Mr. Taylor plans to submit his bear’s measurements to Boone and Crockett. Right now, in excess of 800 pounds, it is thought to be the second largest grizzly taken this year by any method, including bow and arrow.
Mr. Taylor is a dedicated North American big game hunter and passionate about wildlife management and protection. He lauds the efforts of conservation groups like the Boone and Crockett Club. “They spend a lot of money in that work, all hunter-supported, including strict quotas, based on species population,” he said. “There’d be no North American sheep if it weren’t for the hunters and their support of conservation groups. Sheep were never a mountain animal, they were a plains animal. They were pushed up there by development and hunting without controls. Conservation foundations for sheep and elk have done untold good. Protecting habitat is the single most important part of conservation.”
There are 29 species of North American big game.

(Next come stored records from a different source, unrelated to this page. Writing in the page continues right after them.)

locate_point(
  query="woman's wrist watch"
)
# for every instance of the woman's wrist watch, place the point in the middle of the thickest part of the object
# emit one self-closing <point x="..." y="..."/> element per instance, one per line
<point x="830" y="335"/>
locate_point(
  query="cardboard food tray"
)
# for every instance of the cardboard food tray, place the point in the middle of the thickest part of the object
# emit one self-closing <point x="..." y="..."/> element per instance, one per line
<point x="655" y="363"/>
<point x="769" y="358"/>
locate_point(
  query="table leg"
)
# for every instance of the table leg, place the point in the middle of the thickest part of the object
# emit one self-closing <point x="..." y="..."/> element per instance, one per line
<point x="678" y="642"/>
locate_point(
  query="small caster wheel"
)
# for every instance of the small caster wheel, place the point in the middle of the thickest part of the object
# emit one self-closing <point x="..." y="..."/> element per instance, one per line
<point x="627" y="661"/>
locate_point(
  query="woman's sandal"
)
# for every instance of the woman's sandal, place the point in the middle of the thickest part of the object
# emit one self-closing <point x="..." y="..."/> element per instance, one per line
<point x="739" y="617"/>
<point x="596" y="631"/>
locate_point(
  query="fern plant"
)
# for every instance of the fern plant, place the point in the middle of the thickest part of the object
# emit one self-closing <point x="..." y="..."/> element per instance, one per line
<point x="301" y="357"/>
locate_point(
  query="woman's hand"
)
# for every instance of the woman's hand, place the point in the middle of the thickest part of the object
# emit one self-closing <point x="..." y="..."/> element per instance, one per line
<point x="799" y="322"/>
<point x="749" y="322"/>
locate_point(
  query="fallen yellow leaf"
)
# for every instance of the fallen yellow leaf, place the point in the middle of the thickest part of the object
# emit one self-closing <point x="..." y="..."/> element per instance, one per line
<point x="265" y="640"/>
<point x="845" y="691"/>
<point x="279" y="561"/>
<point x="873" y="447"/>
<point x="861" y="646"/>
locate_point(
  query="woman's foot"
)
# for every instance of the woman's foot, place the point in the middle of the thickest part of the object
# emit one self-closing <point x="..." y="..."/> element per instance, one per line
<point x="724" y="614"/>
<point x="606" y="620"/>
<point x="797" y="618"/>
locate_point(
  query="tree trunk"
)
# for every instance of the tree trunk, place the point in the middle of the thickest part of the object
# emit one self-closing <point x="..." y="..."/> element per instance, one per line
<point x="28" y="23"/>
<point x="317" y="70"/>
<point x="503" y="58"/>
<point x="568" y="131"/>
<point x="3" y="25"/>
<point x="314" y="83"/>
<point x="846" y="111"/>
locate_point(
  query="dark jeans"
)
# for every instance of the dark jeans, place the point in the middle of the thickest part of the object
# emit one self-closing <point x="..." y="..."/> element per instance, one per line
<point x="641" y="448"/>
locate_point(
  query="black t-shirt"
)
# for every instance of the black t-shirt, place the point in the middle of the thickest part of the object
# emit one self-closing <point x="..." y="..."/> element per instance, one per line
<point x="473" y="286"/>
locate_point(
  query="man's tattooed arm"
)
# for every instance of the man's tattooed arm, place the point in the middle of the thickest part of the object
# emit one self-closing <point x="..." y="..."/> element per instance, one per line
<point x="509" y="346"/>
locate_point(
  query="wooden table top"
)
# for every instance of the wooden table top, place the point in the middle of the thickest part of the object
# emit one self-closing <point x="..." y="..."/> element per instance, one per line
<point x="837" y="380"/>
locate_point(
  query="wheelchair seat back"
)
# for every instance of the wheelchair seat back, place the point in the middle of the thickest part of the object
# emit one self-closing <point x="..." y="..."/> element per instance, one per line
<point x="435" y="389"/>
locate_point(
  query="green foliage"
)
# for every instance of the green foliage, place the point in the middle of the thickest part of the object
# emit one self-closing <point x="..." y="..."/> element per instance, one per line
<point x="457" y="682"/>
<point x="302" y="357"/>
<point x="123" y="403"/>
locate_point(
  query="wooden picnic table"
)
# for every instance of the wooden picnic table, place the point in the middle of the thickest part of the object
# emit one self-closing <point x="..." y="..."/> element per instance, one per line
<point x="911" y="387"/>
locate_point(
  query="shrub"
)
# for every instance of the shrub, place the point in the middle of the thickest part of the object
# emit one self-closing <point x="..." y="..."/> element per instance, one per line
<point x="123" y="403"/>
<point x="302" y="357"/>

Mr. Taylor has taken 27 of them, most with a simple recurve bow and arrow, a technology as old as man.
Which brings us to why Mr. Taylor chose to be in that tree in October. “There is a primal quality,” he said. “Untamed wilderness. Wild animals. I feel more whole, more natural.” His use of a bow affirms the feeling. “Shooting an arrow is great training for hand, eye and mind coordination,” he said. “Self-control is a prime attribute of it — ties the whole thing together. It’s just a relaxing, very focused activity. You have to remove everything else from your mind. Archery is a martial art.”
Mr. Taylor, 63, has a thriving fine carpentry and cabinet making business, Taylor Woodworking, with state of the art equipment in Edgartown. He is the scion of one of Boston’s most celebrated families and father of two school teachers Rebecca, at the West Tisbury School and Elizabeth, who teaches at the Portland (Maine) School of Art. He restores boats to a state of heartbreaking beauty.
In sum, a big life. Yet, Mr. Taylor’s idea of a hunting trip is elemental and does not include going back to the lodge at night for a few pops and a well-turned steak.
“The only explanation I can give you is that the area I was in — the glacial rivers and streams, the mountains — absolutely supercedes anything else that is in it, including us. If you haven’t been to that area, lived in it for a week or two, there’s nothing I can describe that’s even close to it. Nothing.
“We are comfortable with civilization. I know when I come back here from one of these adventures, I feel extremely claustrophobic. It takes me a good month to get comfortable: not that I’m nervous around people, I just feel boxed in.”
Mr. Taylor remembered the first time he was dropped off in the wilderness. The bush pilot told him, “This is where I want you to be in two weeks. Don’t hurt yourself.”
Mr. Taylor said his love of cabinet-making, boat restoration, surfcasting and big game hunting share a common thread. “I grew up learning how to do things for myself with my hands and that’s always been my reward, and the gratification that comes from doing it myself,” he said. “Especially hunting in the primitive way, the way native Americans would have done it. Getting that close. They were hunting for food. They didn’t trophy-hunt.”
As Mr. Taylor described his life in the wild, it occurred to him that, other than the lousy freeze-dried food, he was living much as man lived hundreds, perhaps thousands, of years ago. How does that gene come to a man descended from the Taylors of Boston, who have owned both the Boston Red Sox and The Boston Globe?
“Well, maybe from my grandmother’s side,” he said. “Her father was a ’49er, in the gold rush of 1849, and a clipper ship captain. Maybe it comes from there.” He grinned.